I created custom labeled data, where I have sentence pairs and target labels as score i.e. are both sentences similar or not just like Microsoft Paraphrase Corpus MRPC. Using this I would like to perform Sequence Sentence Pair Classification and in this way, I fine-tuned the model and will use the same for sentence similarity tasks.
Or third case might be to create a labeled data containing a single sentence and its class and perform the same method explained in Case 2.

I am sure you will get my point, above this could you help me?

Timoeller commented 4 years ago

Nice, thanks for clarifying. This is something we also actively work on right now.

We have used the representation of Next Sentence Prediction to calculate document/sentence similarity. We observed that if the data for pretraining the LM and the actual similarity tasks are quite different the similarity value coming from next sentence prediction is mostly nonsense. You adopted the LM to the specific domain, so that it also fails seems strange to me. By the way, what do you mean with fails: complete nonsense or just bad results?
Do you have a binary classification problem or a score/probability for a pair of sentences? We are currently working on binary classification of text pairs in a separate branch, using MSMARCO dataset instead of MRPC. See an example here You could try working on that branch or wait for it to be merged in master.
This sounds like vanilla text classification to me, which is covered in master branch here

So yes, we can totally help. Maybe start off by first adopting your model to your text domain and then use the solution from 2. in combination with your custom labeled data.

ankush20m commented 4 years ago

Thanks, @Timoeller :) for the knowledge sharing. I visited your venture's website and observed you all are working same kind of task which I am looking for. I found there, LegalBERT, did you train such a model on legal cases?
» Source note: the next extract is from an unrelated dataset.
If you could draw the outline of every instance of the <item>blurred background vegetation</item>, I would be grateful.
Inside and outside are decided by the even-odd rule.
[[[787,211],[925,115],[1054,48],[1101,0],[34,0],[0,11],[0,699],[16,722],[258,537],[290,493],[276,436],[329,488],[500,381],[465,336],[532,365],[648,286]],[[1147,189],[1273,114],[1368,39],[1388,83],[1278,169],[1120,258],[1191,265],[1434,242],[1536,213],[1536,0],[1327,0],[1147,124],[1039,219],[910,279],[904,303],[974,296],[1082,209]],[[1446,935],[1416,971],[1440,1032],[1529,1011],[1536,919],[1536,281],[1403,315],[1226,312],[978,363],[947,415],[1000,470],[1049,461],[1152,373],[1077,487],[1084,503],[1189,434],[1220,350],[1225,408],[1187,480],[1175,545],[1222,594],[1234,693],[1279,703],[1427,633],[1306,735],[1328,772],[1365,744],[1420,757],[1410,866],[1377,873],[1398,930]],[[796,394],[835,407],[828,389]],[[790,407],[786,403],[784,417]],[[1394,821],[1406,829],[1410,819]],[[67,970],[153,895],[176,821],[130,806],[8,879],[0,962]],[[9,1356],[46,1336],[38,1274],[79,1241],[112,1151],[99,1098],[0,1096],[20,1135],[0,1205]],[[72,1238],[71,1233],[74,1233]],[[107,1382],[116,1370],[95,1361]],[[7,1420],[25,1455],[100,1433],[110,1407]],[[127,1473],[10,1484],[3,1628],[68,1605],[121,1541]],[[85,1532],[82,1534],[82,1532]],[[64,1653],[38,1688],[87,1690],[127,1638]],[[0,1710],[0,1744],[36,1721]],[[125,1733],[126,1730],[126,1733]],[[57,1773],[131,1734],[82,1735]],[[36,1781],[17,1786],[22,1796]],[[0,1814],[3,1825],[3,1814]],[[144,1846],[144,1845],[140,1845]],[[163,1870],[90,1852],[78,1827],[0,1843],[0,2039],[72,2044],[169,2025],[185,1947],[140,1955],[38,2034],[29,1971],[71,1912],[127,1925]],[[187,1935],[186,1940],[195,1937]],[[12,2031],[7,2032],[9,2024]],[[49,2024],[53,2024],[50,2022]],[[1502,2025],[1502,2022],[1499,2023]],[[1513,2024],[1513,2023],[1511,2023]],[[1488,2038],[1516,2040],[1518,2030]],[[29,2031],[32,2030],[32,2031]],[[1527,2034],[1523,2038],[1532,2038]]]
Extending our conversation, on 2nd point: Yes, I use binary classification where labels are 0 and 1 and yes I explore the snippet you shared, I think this will help me.

Further, I will adopt your suggestions and try to dirt my hands by implementing transformer-based models :) and yes, if any issues come will share with you.

ankush20m commented 4 years ago

And on the 1st point: Similarity fails, that means I am not getting decent results which I am supposed to get. This may happen because I have used a very small amount of data to fine-tune.

Timoeller commented 4 years ago

About LegalBert: we got data from a large German legal database and adjusted the model accordingly. For some tasks this improves performance, for other tasks it doesn't (especially text classification). Though I think the true interactions between fine tuning and downstream task performance are much richer. It can depend on the training set size, the task difficulty, data for adopting the model to the domain (as you stated you did not use much) and many others.

Always happy to help. If anything comes up please open another dedicated issue so others can better find it. Closing this now, but feel free to update me on the progress.